Já perceberam, pelo que nos chega pela mídia, que estamos imersos num mar de falta de ética e de decoro? e em que vigora o patrimonialismo? No patrimonialismo, não sei se sabem, as pessoas, na condição de representantes do Estado, se valem do que é do Estado, se valem do que não é seu particularmente mas de todos nós, para presentear, para retribuir favores, para agradar alguém. As pessoas perdem a noção, não conseguem mais distinguir entre os limites do público e os limites do privado.

Presenteia-se a sogra com um emprego, a manicure com uma cesta básica, presenteia-se um funcionário sem expressão com uma viagem, com um curso no exterior, com uma vaga na garagem, com uma carona personalizada para o filho depois de apanhá-lo na escola, e por aí vai. A essa altura não se sabe mais se os agentes públicos estão usando da discricionaridade ou do patrimonialismo. O certo é que pensam que o erário é a casa da mãe joana. Sem falar do caso dos cargos comissionados que são distribuídos para quem não trabalha, por vício mesmo ou por total incompetência.

Na categoria dos cargos comissionados, existem aqueles de natureza especial. Esses valem a pena, são expressivos em valor, aliás um excelente presente  — caridade com o bolso alheio às vezes para fantasmas  ou fantasmas intermitentes. Fantasmas são aqueles que não aparecem no trabalho nem em época de recadastramento. Misteriosamente, já percebemos, recebem salário mesmo sem folha de ponto. Já os fantasmas intermitentes são como aqueles defeitos chatos que a gente tem no carro — aparecem e somem, aparecem e somem. E os mecânicos nunca acham. Mas os piores fantasmas são aqueles que riem dos que trabalham.

Não me venham dizer que não acreditam em fantasmas.  Eu tenho um desses na minha sala! Pasmem! Quem estiver lendo este texto, se souber onde trabalho, saberá onde é minha sala. E certamente vai saber do que estou falando.  Quando não se souber onde trabalho, não se preocupem — fantasmas fazem parte do nosso cotidiano, existem nos três poderes, sem exceção. Estão na Saúde, na Segurança, na Educação, no Planejamento, no Congresso, até na Fiscalização.

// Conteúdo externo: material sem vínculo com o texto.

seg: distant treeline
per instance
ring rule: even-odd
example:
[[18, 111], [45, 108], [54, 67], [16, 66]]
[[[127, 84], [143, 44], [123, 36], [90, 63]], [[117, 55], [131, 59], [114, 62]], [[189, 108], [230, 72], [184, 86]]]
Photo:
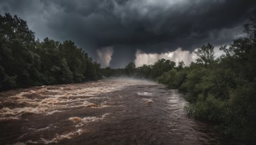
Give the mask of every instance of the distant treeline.
[[128, 76], [157, 81], [186, 92], [189, 116], [216, 125], [218, 130], [245, 143], [256, 142], [256, 19], [244, 25], [245, 36], [235, 40], [214, 57], [208, 43], [188, 66], [161, 59], [153, 65], [102, 69], [104, 76]]
[[99, 79], [100, 66], [74, 42], [35, 40], [26, 21], [0, 15], [0, 91]]

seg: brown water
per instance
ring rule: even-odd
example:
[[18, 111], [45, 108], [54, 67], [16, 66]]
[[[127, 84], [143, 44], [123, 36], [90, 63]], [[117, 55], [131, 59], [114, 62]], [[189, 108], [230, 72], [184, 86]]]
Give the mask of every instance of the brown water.
[[216, 144], [177, 90], [132, 79], [0, 93], [0, 144]]

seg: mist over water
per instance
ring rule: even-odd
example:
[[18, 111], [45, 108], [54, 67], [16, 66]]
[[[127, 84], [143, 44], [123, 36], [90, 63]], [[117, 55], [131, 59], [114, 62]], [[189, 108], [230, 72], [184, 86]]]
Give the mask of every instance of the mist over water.
[[0, 142], [61, 144], [218, 144], [188, 118], [177, 90], [116, 78], [0, 93]]

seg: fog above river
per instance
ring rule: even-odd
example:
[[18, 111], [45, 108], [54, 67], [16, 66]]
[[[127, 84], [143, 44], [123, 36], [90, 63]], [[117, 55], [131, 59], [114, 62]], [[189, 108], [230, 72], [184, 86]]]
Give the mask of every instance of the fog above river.
[[[0, 93], [3, 144], [218, 143], [211, 127], [188, 118], [177, 90], [112, 78]], [[83, 143], [82, 143], [83, 142]]]

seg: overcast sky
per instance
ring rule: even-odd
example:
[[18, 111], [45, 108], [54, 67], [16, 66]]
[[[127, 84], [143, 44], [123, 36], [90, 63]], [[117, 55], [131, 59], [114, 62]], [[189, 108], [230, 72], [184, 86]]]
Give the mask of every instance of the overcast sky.
[[256, 14], [256, 1], [0, 0], [4, 13], [26, 20], [40, 40], [71, 39], [116, 68], [161, 58], [188, 64], [207, 42], [228, 45]]

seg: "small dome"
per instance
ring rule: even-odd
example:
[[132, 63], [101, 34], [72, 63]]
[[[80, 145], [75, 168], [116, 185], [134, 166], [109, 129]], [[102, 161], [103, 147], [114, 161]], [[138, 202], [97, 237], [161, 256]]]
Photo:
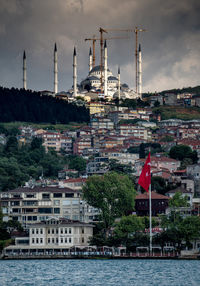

O consolo, dizem, é que essas criaturas voláteis, ou até volúveis, quase não pesam no bolso do contribuinte. Remunerar esses fantasmas com benesses, salários, gratificações, fica por conta de todos os contribuintes. O prejuízo, então, é rateado por milhões de bobos, como eu e você.

Quando deixarmos de ser bobos, quem sabe testemunhemos uma grande limpeza ética, naquela acepção em que ética se confunde com moral. Eu não falei, senhores governantes, prestem atenção (já estou imaginando até que algum dirigente de alto escalão vá ler este texto), da condenável “limpeza étnica” com “n”, genocídio, que envolve raça.

Mas... pensando bem... para a desejada limpeza ética sem “n”... é preciso ter raça.